An Impediment or Inducement to Peace? The Inclusion of Civil Society Actors in Peace Processes
Project Period: 2015 – 2020
Does the involvement of civil society actors in civil war peace processes affect the success or failure of the peace negotiations, and does it affect the long-term prospects for sustainable peace in developing post-war societies? In addressing these important questions, this project focuses on the relevance of the number of civil society actors involved, the type of actors, and their various roles and function during the process.
THE CIVILIAN DIMENSION OF PEACEKEEPING OPERATIONS AND HUMAN RIGHTS PROMOTION
Project Period: 2019 - 2022
United Nations (UN) peacekeeping operations have become one of the most prominent responses to civil wars around the world. The role of civilian personnel and their activities have proliferated during the last two decades and become increasingly central, whereby the promotion of human rights is one of the core function of UN peacekeeping operations.

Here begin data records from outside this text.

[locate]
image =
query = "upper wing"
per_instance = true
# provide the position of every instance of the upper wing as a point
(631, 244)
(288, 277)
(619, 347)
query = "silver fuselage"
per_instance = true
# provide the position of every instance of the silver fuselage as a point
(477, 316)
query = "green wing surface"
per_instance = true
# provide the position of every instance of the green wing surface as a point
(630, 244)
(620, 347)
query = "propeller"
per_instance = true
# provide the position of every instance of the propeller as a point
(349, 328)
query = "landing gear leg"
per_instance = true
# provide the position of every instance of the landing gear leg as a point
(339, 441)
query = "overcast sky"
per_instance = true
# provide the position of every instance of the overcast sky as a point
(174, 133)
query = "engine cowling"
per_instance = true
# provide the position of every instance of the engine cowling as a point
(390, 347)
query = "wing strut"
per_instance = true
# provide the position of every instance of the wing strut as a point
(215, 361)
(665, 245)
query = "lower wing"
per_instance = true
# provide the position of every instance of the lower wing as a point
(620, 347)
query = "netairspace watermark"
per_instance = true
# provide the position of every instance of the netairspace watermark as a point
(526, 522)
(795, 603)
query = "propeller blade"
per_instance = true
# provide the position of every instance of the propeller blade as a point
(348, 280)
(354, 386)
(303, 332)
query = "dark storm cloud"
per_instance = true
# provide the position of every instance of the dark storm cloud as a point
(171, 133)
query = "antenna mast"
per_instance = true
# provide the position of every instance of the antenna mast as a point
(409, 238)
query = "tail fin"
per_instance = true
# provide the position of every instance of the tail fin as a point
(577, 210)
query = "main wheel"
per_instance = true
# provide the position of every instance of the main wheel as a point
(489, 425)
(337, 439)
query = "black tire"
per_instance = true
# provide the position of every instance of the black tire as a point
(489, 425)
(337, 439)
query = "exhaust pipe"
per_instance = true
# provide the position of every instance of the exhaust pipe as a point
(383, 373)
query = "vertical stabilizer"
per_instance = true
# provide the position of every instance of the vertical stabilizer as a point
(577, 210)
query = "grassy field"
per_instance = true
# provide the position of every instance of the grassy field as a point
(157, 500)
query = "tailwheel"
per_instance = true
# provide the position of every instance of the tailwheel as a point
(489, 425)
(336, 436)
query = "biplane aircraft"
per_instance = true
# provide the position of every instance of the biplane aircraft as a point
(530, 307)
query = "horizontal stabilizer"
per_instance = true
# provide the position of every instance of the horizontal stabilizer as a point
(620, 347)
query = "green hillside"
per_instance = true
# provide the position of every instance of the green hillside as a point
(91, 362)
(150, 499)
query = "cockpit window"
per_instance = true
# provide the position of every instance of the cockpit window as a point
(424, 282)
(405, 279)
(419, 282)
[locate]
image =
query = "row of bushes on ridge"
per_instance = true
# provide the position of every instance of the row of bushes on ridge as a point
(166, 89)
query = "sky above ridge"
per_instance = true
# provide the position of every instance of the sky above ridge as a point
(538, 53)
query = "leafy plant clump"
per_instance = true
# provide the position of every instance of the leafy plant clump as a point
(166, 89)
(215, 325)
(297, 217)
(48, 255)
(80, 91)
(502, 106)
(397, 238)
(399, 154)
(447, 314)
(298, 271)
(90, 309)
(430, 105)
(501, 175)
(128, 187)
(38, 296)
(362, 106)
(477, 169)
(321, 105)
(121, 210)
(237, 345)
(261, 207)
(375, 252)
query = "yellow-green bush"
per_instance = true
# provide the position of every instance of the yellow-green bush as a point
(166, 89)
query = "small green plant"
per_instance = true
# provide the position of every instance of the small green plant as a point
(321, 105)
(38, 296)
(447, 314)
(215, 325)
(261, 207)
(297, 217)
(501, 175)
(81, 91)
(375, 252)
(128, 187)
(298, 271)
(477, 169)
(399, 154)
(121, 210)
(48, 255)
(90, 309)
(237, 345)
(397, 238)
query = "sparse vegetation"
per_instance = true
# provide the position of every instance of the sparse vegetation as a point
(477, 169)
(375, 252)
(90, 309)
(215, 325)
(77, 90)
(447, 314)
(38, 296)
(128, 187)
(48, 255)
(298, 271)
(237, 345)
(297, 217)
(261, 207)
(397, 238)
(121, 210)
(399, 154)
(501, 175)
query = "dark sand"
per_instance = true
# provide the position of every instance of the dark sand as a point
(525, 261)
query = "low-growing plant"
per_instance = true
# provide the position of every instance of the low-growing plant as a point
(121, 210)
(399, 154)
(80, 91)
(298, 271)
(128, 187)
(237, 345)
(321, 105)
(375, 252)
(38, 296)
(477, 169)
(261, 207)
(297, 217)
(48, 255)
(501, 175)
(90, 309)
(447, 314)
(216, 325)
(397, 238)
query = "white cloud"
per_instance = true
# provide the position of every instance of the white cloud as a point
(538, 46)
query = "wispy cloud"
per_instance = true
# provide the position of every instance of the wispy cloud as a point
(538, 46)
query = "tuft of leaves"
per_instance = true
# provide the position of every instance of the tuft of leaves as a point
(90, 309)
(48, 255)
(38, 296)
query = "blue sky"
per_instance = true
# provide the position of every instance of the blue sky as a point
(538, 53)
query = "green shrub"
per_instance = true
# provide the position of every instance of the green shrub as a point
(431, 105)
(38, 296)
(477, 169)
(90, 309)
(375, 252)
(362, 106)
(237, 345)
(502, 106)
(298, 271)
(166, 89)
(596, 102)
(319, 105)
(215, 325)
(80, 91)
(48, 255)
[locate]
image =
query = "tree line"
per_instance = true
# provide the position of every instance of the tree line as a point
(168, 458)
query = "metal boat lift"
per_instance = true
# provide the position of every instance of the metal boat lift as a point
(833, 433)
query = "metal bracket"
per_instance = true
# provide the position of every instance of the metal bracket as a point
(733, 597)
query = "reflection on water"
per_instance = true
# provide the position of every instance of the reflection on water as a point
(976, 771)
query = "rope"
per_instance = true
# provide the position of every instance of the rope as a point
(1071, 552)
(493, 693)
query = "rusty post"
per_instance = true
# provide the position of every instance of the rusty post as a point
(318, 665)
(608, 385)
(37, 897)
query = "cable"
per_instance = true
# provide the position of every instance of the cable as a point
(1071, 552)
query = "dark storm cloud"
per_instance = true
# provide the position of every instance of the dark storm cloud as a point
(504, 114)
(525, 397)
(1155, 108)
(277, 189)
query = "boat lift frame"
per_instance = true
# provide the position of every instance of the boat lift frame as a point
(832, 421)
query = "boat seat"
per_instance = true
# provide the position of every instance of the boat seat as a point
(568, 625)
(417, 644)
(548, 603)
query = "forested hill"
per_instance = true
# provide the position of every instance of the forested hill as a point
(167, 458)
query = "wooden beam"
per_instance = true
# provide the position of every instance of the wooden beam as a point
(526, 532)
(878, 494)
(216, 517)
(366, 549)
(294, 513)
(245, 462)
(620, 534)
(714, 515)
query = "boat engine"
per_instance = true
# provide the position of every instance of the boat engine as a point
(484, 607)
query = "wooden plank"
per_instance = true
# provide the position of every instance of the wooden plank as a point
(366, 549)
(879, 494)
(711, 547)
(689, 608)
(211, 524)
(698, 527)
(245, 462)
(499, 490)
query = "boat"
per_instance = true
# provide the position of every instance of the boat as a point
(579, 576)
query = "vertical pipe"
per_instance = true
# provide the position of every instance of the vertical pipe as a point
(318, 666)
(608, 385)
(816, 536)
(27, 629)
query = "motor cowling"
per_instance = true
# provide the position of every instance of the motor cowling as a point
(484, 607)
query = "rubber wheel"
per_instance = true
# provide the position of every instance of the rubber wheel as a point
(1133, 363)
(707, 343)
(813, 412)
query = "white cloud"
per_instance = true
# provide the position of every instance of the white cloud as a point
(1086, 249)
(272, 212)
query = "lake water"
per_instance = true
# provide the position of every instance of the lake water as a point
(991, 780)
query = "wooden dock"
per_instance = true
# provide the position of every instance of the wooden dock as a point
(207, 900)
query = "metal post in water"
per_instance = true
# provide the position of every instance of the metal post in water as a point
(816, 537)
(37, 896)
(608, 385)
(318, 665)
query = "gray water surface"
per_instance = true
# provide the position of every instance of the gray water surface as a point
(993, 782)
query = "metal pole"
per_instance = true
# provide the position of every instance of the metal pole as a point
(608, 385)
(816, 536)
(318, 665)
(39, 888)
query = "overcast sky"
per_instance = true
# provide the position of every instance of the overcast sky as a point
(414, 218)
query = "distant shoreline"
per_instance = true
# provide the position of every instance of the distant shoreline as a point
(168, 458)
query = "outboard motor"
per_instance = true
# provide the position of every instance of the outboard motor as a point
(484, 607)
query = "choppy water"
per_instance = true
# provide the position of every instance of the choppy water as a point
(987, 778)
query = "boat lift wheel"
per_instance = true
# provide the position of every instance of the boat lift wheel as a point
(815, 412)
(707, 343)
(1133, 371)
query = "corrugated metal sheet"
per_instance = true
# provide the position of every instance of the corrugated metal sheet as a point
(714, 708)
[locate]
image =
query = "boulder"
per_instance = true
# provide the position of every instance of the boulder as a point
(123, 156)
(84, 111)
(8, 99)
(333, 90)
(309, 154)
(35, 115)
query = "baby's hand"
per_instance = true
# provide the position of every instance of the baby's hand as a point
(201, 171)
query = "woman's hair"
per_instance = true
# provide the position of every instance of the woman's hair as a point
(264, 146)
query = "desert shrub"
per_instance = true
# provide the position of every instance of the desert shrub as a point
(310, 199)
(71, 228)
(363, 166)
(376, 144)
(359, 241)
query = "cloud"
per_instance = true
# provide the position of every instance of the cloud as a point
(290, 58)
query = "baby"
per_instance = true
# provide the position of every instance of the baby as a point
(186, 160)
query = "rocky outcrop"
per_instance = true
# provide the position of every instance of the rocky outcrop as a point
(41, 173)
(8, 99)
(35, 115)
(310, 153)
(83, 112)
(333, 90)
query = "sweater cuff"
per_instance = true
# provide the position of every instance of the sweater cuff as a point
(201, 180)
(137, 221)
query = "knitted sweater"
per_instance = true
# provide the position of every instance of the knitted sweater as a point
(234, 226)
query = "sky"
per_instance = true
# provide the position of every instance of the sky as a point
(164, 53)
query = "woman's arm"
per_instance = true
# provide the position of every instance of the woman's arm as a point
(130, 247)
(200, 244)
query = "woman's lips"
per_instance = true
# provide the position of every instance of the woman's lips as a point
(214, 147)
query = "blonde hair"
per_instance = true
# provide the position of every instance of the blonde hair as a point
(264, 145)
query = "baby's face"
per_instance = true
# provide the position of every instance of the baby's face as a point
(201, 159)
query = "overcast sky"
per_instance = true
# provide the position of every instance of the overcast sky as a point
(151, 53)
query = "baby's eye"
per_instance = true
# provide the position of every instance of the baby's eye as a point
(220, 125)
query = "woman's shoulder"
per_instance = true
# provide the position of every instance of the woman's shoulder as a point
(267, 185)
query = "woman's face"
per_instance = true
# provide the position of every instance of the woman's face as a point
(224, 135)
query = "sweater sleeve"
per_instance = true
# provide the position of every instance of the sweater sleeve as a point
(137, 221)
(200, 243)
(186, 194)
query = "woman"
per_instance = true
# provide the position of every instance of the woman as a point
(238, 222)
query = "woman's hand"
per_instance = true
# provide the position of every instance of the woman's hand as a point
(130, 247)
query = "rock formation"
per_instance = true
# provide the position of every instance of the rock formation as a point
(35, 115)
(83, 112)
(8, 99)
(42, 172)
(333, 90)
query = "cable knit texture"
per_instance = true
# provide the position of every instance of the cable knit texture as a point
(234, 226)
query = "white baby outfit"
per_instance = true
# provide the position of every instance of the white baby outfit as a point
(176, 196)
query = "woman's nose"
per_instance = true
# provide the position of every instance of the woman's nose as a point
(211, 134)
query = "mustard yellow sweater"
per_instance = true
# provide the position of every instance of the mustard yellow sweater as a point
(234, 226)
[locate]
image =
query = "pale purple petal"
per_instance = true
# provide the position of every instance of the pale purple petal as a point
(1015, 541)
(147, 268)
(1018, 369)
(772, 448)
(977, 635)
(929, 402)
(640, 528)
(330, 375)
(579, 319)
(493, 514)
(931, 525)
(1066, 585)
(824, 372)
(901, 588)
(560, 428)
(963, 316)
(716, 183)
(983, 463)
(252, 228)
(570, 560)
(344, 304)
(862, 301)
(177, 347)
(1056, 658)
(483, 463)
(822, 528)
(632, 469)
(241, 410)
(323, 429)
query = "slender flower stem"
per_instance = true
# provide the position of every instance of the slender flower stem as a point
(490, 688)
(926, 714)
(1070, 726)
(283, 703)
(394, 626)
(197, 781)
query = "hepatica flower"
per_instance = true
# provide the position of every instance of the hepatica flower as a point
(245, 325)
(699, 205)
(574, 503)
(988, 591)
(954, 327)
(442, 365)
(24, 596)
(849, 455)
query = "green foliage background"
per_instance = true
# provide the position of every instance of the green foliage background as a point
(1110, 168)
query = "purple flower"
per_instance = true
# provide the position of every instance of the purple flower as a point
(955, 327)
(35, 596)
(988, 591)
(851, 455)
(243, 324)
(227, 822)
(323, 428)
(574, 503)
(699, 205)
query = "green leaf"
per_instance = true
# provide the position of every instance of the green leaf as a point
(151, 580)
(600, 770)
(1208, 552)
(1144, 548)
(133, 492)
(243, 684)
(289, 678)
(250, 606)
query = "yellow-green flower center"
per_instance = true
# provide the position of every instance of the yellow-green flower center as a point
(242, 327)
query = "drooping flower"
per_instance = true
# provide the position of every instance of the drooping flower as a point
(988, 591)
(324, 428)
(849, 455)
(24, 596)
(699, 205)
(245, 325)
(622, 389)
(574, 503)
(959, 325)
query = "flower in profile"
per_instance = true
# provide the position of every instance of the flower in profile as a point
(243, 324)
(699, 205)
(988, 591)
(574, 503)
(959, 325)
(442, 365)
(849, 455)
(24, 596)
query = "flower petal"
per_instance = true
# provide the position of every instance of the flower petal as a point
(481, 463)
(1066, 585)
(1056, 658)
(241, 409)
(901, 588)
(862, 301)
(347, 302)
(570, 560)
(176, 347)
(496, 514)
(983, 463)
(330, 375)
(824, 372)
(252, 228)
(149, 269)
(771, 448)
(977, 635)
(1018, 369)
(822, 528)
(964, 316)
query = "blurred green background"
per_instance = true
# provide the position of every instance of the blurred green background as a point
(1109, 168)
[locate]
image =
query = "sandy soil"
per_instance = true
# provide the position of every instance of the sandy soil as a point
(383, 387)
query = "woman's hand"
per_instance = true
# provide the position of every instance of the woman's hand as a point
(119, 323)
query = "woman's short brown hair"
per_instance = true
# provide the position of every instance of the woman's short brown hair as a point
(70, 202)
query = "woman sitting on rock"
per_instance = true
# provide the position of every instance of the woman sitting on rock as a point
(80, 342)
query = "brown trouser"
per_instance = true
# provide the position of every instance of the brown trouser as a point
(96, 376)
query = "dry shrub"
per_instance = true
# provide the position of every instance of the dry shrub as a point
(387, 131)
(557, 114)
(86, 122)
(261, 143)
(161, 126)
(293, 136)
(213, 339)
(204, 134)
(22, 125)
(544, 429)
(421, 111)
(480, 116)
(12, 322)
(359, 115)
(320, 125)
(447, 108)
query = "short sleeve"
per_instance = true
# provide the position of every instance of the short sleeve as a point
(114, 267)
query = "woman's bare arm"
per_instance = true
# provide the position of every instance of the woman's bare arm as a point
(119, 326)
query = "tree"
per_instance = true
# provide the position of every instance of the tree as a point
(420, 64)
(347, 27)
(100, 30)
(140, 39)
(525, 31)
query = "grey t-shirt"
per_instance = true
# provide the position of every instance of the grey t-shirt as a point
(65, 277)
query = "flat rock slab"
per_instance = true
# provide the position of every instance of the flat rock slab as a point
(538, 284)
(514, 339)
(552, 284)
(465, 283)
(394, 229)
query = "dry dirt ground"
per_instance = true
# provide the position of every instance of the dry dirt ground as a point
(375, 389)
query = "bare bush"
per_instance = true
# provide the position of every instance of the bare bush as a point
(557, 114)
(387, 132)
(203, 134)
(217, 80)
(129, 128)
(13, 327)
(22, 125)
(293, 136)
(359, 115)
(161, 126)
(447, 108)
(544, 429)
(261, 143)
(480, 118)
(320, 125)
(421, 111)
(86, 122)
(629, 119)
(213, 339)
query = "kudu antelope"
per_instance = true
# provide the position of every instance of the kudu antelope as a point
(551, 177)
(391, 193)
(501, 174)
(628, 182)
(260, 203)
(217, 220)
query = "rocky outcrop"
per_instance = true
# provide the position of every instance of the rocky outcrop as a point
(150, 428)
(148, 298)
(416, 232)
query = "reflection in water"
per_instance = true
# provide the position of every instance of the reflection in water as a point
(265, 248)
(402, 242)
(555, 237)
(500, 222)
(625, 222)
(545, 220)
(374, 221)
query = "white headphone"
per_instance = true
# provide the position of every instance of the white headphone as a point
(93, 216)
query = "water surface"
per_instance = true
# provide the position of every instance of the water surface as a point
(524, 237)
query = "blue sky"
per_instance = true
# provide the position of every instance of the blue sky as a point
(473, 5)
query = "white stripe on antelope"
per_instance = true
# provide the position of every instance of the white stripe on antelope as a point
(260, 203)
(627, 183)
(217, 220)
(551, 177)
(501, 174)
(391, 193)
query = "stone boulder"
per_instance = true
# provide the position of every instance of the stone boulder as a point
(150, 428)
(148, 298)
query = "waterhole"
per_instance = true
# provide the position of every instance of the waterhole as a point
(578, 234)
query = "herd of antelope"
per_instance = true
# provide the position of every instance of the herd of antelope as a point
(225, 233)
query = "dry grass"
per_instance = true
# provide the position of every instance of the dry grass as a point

Our knowledge, however, about the impact of civilian staff and activities on protecting human rights standards is inconclusive and the underlying mechanisms remain unclear. We explore whether and how the civilian components of UN peacekeeping operations improve human rights standards.
Intergroup Trust After War: The Effects of Migration
Project Period: 2015 – ongoing
This project will examine a key assumption in the literature: that migrants from war torn countries harbor more conflictive attitudes than the local population back home. Going beyond the single country approach of previous studies, we will conduct simultaneous surveys and fieldwork among Iraqis in two settlement countries – Sweden and Jordan. To analyze the multi-sited data, we will apply a novel social-psychological framework that explains how settlement country conditions shape societal beliefs that arise in the context of ethnic mobilization and war.
Demagogues of Hate or Shepherds of Peace? Why 'Warlord Democrats' (Re)securitize Wartime Identities
Project Period: 2015 - 2020
This project seeks to explain why some military-leaders turned politicians ('warlord democrats') - who are taking part in national elections - seek to (re)securitize wartime identifies, while others do not. It focuses on warlord democrats in Nigeria and South Sudan.
UN in Armed Conflict
Project Period: 2001 – ongoing
The UN has been activated in the management and resolution of armed conflict since the end of the Cold War. UN actions since 1946 are continuously analyzed. This project has studied the decisions in the Security Council in a series of publications. The project also has an ongoing interest in UN Secretary General Dag Hammarskjöld and his performance in international conflict prevention. This work relates to other Department projects on mediation, conflict prevention, UCDP, and to the work of targeted sanctions, see SPITS.